The team from the University's Kosterlitz Centre for Therapeutics studied genetic differences around the gene CNR1. This gene produces what are known as cannabinoid receptors, which are found in the brain, and which activate parts of the brain involved in memory, mood, appetite and pain.
Chemicals found in the drug cannabis mimic the action of these endocannabinoids and there is growing evidence that cannabis has pain relieving and anti-inflammatory properties which can help treat diseases such as multiple sclerosis and arthritis.
However, developing drugs from cannabis to treat these conditions is hampered by the fact that such drugs will have psychoactive side effects, and smoked cannabis can cause addiction and psychosis in up to 12% of users.
In order to understand more about these side effects and the genetic factors which determine how people respond, the scientists studied genetic differences around the CNR1 gene.
Dr Alasdair MacKenzie, who helped lead the team, said: "We chose to look at one specific genetic difference in CNR1 because we know it is linked to obesity and addiction.
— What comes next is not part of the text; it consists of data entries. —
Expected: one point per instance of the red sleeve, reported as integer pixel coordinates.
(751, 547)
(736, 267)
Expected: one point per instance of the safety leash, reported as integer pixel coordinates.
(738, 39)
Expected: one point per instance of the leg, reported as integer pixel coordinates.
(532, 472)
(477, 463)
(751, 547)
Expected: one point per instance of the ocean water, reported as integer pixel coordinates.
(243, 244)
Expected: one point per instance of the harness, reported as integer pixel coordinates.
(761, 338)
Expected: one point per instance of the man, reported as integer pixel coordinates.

What we found was a mutation that caused a change in the genetic switch for the gene itself—a switch that is very ancient and has remained relatively unchanged in overthree hundred million years of evolution, since before the time of the dinosaurs.
"These genetic 'switches' regulate the gene itself, ensuring that it is turned on or off in the right place at the right time and in the right amount.
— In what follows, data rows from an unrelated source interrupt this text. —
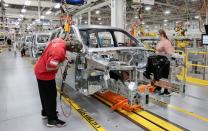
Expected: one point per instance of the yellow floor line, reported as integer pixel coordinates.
(136, 118)
(173, 107)
(188, 113)
(83, 114)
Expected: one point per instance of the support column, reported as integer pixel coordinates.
(118, 16)
(89, 17)
(118, 13)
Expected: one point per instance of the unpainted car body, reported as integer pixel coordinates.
(39, 42)
(108, 54)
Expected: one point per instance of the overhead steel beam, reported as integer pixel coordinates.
(98, 6)
(47, 4)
"It is normally thought that mutations cause disease by reducing the function of the gene, or the switch that controls it.
"In this case however, the mutation actually increased the activity of the switch in parts of the brain that control appetite and pain, and also—and most especially—in the part of the brain called the hippocampus, which is affected in psychosis.
Dr Scott Davidson, who played a key role in the discovery of this genetic difference in the switch added: "Further analysis of this mutation will help us to understand many of the side effects which are associated with cannabis use such as addiction and psychosis."
Professor Ruth Ross, Head of the Kosterlitz Centre and an internationally recognised expert in cannabis pharmacology, added: "Previously in drug research, attempts to detect the causes of adverse drug reactions have focused on the genes themselves.
"Our study is one of the first to explore the possibility that changes in gene switches are involved in causing side effects to drugs. We believe this approach will be crucially important in the future development of more effective personalised medicine, with fewer side effects."
One question that is intriguing the research team is why this overactive genetic switch evolved in the first place.
Dr MacKenzie explains: "We know that this overactive switch is relatively rare in Europeans, but is quite common in African populations. But we were all once African, so something must have decreased it in our early ancestors who left Africa and migrated through Central Asia towards Europe and the north.
"One possibility we are keen to explore is that once in Central Asia these early migrants came into contact with the cannabis plant, which we know was endemic across that area at that time. it is possible that the side effects of taking cannabis were such that people with the mutation were not so effective in producing and raising children. Therefore, over the generations the numbers of people with the mutation decreased.
"This work is at a very early stage however, and there are likely to be more exciting discoveries—not only on how these differences came about, but also about the role of this genetic switch in health and disease."